Diğer tahric: Buharî,
buyu'; Müslim, tahare; mesacid; Nesaî, mesacid; İbn Mace, tahare; mesacid;
Ahmed b. Hanbel, II, 176, 252.
AÇIKLAMA: Hadisin zahirinden
camide cemaatle kılınan namazın, ev ve dükkanda cemaatle kılınan namazdan daha
efdal olduğu anlaşılmaktadır. Ancak maksat bu değildir. Bilakis maksat mescitte
cemaatle kılınan namazın ev ve dükkanda tek olarak kılınan namaza üstün oluşudur.
Çünkü hadisin içinde bulunduğu konu, mescitte cemaatle kılınan namazın mescid
dışında tek başına kılınan namaza olan üstünlüğünün beyan'ıdır. Ancak bu camide
cemaatle namaz kılmanın ev veya dükkanda cemaatle namaz kılmaktan daha efdal
olduğunu söylemeye mani değidir. Camide cemaatle kılınan namaz evde cemaatle
kılınandan daha efdaldir. Ayrıca ev'veya çarşıda cemaatle kılınan namaz
buralarda tek olarak kılınan namazdan 25 derece daha efdaldir.
Ebu
Davud'un bu rivayeti, cemaatle namazın efdaliyetini 25 derece olarak
gösteriyor. Buharî'nin İbn Ömer'den rivayetinde ise bu efdaliyet 27 derece
olarak geçmektedir.
Tirmizî,
İbn Ömer hariç ravilerin tamamının bu üstünlüğü 25 derece olarak haber
verdiklerini söyler.
Hafız
İbn Hacer el-Askalanî, hangisinin daha tercihe şayan olduğunda ihtilaf
edilmiştir.
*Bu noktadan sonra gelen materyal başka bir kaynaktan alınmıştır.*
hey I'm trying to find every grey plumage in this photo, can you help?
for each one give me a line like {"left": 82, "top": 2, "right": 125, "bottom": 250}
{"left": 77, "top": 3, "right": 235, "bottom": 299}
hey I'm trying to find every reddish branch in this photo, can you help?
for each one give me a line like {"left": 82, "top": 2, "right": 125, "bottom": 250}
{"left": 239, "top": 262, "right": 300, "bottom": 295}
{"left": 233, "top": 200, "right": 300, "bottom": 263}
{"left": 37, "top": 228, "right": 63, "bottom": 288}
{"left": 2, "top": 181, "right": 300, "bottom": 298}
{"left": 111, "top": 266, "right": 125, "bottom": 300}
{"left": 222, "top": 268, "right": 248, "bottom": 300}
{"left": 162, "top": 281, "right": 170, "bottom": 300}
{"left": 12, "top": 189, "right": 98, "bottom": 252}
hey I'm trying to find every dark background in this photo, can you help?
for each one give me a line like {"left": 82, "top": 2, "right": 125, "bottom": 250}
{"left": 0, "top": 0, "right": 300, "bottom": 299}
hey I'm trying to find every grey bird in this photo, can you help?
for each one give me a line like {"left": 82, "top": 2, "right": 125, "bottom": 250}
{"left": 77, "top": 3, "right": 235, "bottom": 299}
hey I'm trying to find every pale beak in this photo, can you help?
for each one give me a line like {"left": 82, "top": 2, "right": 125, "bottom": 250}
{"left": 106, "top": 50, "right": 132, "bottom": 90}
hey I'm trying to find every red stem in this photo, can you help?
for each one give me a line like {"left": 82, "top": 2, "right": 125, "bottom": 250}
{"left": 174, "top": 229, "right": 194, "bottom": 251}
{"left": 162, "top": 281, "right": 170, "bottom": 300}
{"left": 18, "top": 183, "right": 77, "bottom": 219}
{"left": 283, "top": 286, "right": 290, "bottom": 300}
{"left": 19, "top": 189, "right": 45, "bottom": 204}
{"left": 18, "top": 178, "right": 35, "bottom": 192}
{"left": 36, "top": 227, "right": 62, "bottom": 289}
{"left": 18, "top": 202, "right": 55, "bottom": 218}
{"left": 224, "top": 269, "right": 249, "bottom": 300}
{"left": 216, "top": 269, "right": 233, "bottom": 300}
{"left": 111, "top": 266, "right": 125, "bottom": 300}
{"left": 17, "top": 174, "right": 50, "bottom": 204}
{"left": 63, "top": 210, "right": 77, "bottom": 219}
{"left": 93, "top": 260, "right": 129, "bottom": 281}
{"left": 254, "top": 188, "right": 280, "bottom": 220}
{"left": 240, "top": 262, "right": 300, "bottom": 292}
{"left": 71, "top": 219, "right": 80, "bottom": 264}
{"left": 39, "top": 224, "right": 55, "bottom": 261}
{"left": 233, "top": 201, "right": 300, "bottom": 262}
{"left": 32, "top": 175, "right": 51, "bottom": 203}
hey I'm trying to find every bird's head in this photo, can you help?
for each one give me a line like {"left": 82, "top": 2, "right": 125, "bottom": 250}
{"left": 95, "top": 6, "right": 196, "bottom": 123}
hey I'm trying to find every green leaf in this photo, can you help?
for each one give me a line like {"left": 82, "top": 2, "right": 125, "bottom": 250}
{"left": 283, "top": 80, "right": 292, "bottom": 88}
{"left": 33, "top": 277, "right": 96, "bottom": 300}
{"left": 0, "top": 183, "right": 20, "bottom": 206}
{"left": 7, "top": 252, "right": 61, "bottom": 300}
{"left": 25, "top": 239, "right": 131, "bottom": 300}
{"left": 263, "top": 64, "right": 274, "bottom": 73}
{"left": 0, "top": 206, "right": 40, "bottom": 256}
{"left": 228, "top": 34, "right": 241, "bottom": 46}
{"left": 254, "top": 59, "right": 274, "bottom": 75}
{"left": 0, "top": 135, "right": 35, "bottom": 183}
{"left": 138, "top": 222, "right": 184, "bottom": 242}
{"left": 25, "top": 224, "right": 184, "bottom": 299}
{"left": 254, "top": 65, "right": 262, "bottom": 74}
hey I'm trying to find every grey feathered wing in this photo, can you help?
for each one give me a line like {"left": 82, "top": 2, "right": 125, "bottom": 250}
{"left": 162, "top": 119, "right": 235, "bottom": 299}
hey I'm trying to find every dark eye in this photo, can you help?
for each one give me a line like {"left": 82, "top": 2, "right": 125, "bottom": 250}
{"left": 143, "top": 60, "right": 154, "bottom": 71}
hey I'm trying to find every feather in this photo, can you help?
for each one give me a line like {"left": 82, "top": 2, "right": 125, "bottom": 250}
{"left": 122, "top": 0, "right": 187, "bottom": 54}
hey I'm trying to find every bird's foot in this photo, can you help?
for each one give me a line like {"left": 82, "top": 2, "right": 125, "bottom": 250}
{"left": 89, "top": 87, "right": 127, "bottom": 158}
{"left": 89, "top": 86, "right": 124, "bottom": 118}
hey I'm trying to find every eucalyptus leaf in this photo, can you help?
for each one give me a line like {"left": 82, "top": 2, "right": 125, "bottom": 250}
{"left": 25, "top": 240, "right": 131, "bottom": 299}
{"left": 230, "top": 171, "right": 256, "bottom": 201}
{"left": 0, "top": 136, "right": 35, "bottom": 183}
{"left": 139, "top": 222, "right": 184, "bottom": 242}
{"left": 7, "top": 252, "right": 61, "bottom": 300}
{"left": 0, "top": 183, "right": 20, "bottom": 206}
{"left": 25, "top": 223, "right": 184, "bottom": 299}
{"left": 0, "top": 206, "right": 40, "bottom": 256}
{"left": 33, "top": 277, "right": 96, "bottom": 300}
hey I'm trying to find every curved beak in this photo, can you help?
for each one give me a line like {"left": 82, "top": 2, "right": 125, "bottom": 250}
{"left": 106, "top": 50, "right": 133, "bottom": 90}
Rivayetlerin çokluğundan dolayı 25'i tercihe şayan bulanlar olduğu
gibi, 27'yi de fazlalık olduğu için tercih edenlerin bulunduğunu söyler. Ancak
şu vecihler nazar-i itibara alındığında iki rivayet arasında zıddiyet olmadığı
meydana çıkar.
1.
Azın zikredilmesi çoğun zikredilmesine aykırı değildir.
2.
Resülullah evvela azını haber vermiş sonra Allah (c.c.) çoğunu bildirmiştir.
3.
Efdaliyet namaz kılanların hallerine göre değişebilir. Çünkü herkesin namazın
erkanına riayeti, huşuu bir değildir.
4.
Üstünlüğün 27 derece oluşu sabah ve yatsı veya sabah ve ikindi namazlarına
mahsustur.
5.
27 derece üstünlük cehri namazlara, 25 derece ise, gizli namazlara mahsustur.
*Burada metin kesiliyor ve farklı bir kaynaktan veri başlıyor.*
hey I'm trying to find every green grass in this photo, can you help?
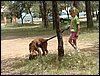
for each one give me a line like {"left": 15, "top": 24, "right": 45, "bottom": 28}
{"left": 1, "top": 23, "right": 56, "bottom": 39}
{"left": 1, "top": 53, "right": 99, "bottom": 75}
{"left": 1, "top": 21, "right": 99, "bottom": 40}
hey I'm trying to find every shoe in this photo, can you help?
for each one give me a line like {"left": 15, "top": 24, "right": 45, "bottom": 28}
{"left": 75, "top": 48, "right": 80, "bottom": 53}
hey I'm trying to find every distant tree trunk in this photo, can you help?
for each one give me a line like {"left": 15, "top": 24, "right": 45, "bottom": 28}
{"left": 85, "top": 1, "right": 94, "bottom": 29}
{"left": 12, "top": 16, "right": 17, "bottom": 24}
{"left": 52, "top": 1, "right": 56, "bottom": 30}
{"left": 91, "top": 7, "right": 94, "bottom": 17}
{"left": 64, "top": 1, "right": 70, "bottom": 19}
{"left": 73, "top": 1, "right": 79, "bottom": 17}
{"left": 43, "top": 1, "right": 48, "bottom": 28}
{"left": 21, "top": 14, "right": 27, "bottom": 25}
{"left": 29, "top": 8, "right": 33, "bottom": 24}
{"left": 52, "top": 1, "right": 64, "bottom": 61}
{"left": 4, "top": 16, "right": 7, "bottom": 25}
{"left": 10, "top": 16, "right": 12, "bottom": 23}
{"left": 66, "top": 1, "right": 71, "bottom": 19}
{"left": 39, "top": 1, "right": 44, "bottom": 23}
{"left": 73, "top": 1, "right": 78, "bottom": 8}
{"left": 66, "top": 6, "right": 69, "bottom": 19}
{"left": 21, "top": 17, "right": 24, "bottom": 25}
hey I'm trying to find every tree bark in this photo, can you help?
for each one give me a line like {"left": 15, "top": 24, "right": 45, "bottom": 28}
{"left": 29, "top": 9, "right": 33, "bottom": 24}
{"left": 21, "top": 14, "right": 27, "bottom": 25}
{"left": 12, "top": 16, "right": 17, "bottom": 25}
{"left": 39, "top": 1, "right": 44, "bottom": 23}
{"left": 43, "top": 1, "right": 48, "bottom": 28}
{"left": 85, "top": 1, "right": 94, "bottom": 29}
{"left": 52, "top": 1, "right": 56, "bottom": 29}
{"left": 4, "top": 16, "right": 7, "bottom": 25}
{"left": 52, "top": 1, "right": 64, "bottom": 61}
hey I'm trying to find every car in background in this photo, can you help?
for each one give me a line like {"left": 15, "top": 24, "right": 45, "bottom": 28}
{"left": 48, "top": 13, "right": 53, "bottom": 22}
{"left": 59, "top": 12, "right": 71, "bottom": 22}
{"left": 79, "top": 11, "right": 86, "bottom": 18}
{"left": 48, "top": 11, "right": 71, "bottom": 22}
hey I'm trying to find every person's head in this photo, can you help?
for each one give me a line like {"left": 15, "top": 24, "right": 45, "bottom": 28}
{"left": 69, "top": 7, "right": 79, "bottom": 17}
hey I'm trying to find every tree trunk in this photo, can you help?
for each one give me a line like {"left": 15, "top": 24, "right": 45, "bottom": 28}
{"left": 21, "top": 17, "right": 23, "bottom": 25}
{"left": 66, "top": 7, "right": 69, "bottom": 19}
{"left": 52, "top": 1, "right": 56, "bottom": 30}
{"left": 85, "top": 1, "right": 94, "bottom": 29}
{"left": 43, "top": 1, "right": 48, "bottom": 28}
{"left": 29, "top": 9, "right": 33, "bottom": 24}
{"left": 4, "top": 16, "right": 7, "bottom": 25}
{"left": 12, "top": 16, "right": 17, "bottom": 25}
{"left": 21, "top": 13, "right": 27, "bottom": 25}
{"left": 52, "top": 1, "right": 64, "bottom": 61}
{"left": 73, "top": 1, "right": 79, "bottom": 17}
{"left": 39, "top": 1, "right": 44, "bottom": 23}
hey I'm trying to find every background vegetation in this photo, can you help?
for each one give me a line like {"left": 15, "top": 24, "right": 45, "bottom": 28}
{"left": 1, "top": 1, "right": 99, "bottom": 75}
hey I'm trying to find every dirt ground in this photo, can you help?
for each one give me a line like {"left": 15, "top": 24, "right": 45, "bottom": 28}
{"left": 1, "top": 35, "right": 99, "bottom": 60}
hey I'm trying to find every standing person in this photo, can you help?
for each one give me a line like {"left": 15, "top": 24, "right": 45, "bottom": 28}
{"left": 67, "top": 7, "right": 80, "bottom": 53}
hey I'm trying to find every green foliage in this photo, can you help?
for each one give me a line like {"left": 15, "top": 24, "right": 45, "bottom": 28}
{"left": 91, "top": 1, "right": 99, "bottom": 11}
{"left": 1, "top": 1, "right": 99, "bottom": 20}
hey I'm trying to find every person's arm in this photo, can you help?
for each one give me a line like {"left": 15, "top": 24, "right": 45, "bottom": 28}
{"left": 61, "top": 25, "right": 70, "bottom": 33}
{"left": 76, "top": 16, "right": 80, "bottom": 36}
{"left": 77, "top": 24, "right": 80, "bottom": 36}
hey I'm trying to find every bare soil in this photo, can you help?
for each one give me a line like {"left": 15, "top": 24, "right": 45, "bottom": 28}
{"left": 1, "top": 36, "right": 99, "bottom": 60}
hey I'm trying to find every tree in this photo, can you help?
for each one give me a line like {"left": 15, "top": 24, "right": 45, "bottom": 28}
{"left": 8, "top": 1, "right": 25, "bottom": 24}
{"left": 91, "top": 1, "right": 99, "bottom": 20}
{"left": 1, "top": 1, "right": 11, "bottom": 25}
{"left": 52, "top": 1, "right": 56, "bottom": 29}
{"left": 39, "top": 1, "right": 48, "bottom": 28}
{"left": 6, "top": 1, "right": 34, "bottom": 25}
{"left": 85, "top": 1, "right": 94, "bottom": 29}
{"left": 52, "top": 1, "right": 64, "bottom": 61}
{"left": 23, "top": 1, "right": 34, "bottom": 24}
{"left": 39, "top": 1, "right": 44, "bottom": 19}
{"left": 43, "top": 1, "right": 48, "bottom": 28}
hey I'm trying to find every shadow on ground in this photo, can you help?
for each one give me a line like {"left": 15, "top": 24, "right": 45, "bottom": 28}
{"left": 80, "top": 42, "right": 99, "bottom": 57}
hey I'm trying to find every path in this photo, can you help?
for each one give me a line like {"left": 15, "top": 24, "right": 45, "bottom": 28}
{"left": 1, "top": 36, "right": 99, "bottom": 60}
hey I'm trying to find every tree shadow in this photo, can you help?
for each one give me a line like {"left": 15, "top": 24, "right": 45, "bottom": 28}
{"left": 80, "top": 42, "right": 99, "bottom": 57}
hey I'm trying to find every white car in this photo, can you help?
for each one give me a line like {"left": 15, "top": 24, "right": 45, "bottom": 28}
{"left": 59, "top": 12, "right": 71, "bottom": 22}
{"left": 48, "top": 12, "right": 71, "bottom": 22}
{"left": 79, "top": 11, "right": 86, "bottom": 18}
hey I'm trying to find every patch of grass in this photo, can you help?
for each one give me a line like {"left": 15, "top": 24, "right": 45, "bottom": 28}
{"left": 1, "top": 21, "right": 99, "bottom": 40}
{"left": 1, "top": 23, "right": 56, "bottom": 39}
{"left": 1, "top": 53, "right": 98, "bottom": 75}
{"left": 79, "top": 32, "right": 99, "bottom": 42}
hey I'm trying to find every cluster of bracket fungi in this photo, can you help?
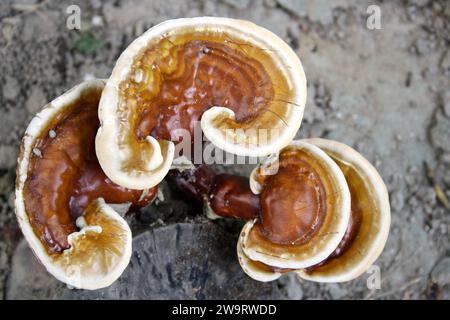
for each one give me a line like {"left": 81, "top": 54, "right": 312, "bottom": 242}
{"left": 15, "top": 17, "right": 390, "bottom": 290}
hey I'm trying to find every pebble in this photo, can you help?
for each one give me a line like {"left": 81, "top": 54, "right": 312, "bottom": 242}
{"left": 391, "top": 190, "right": 405, "bottom": 212}
{"left": 91, "top": 16, "right": 104, "bottom": 27}
{"left": 276, "top": 273, "right": 303, "bottom": 299}
{"left": 83, "top": 73, "right": 96, "bottom": 81}
{"left": 32, "top": 148, "right": 42, "bottom": 158}
{"left": 442, "top": 153, "right": 450, "bottom": 164}
{"left": 327, "top": 283, "right": 348, "bottom": 299}
{"left": 414, "top": 37, "right": 433, "bottom": 55}
{"left": 25, "top": 87, "right": 47, "bottom": 114}
{"left": 440, "top": 50, "right": 450, "bottom": 71}
{"left": 0, "top": 145, "right": 18, "bottom": 169}
{"left": 48, "top": 130, "right": 56, "bottom": 138}
{"left": 430, "top": 109, "right": 450, "bottom": 153}
{"left": 3, "top": 76, "right": 20, "bottom": 101}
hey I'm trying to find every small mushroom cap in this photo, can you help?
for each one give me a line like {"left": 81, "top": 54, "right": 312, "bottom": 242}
{"left": 242, "top": 140, "right": 351, "bottom": 269}
{"left": 96, "top": 17, "right": 306, "bottom": 190}
{"left": 296, "top": 138, "right": 391, "bottom": 283}
{"left": 15, "top": 80, "right": 134, "bottom": 290}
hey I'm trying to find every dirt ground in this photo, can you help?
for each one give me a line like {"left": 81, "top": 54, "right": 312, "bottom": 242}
{"left": 0, "top": 0, "right": 449, "bottom": 299}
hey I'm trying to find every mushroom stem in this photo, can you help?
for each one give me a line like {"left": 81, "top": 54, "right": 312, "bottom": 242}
{"left": 167, "top": 165, "right": 259, "bottom": 220}
{"left": 210, "top": 174, "right": 260, "bottom": 220}
{"left": 166, "top": 165, "right": 216, "bottom": 205}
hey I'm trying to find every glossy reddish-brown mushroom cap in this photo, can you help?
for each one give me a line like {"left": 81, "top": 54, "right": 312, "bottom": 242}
{"left": 96, "top": 17, "right": 307, "bottom": 190}
{"left": 241, "top": 141, "right": 351, "bottom": 270}
{"left": 15, "top": 80, "right": 156, "bottom": 289}
{"left": 258, "top": 148, "right": 327, "bottom": 245}
{"left": 238, "top": 139, "right": 390, "bottom": 283}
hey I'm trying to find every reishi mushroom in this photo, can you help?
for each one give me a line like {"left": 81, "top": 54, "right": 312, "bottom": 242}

Hafız, "Bence en uygun vecih budur" demektedir.
Hadis-i
şerifte, Resulullah (s.a.v.) mescide gitmekteki bu üstünlüğün sebeblerini,
abdesti tam olarak almak, camiye gitmek, namazı beklemek, meleklerin dua
etmesi şeklinde belirtmişlerdir. Namazı evde cemaatle kılmakta bu dereceler yoktur.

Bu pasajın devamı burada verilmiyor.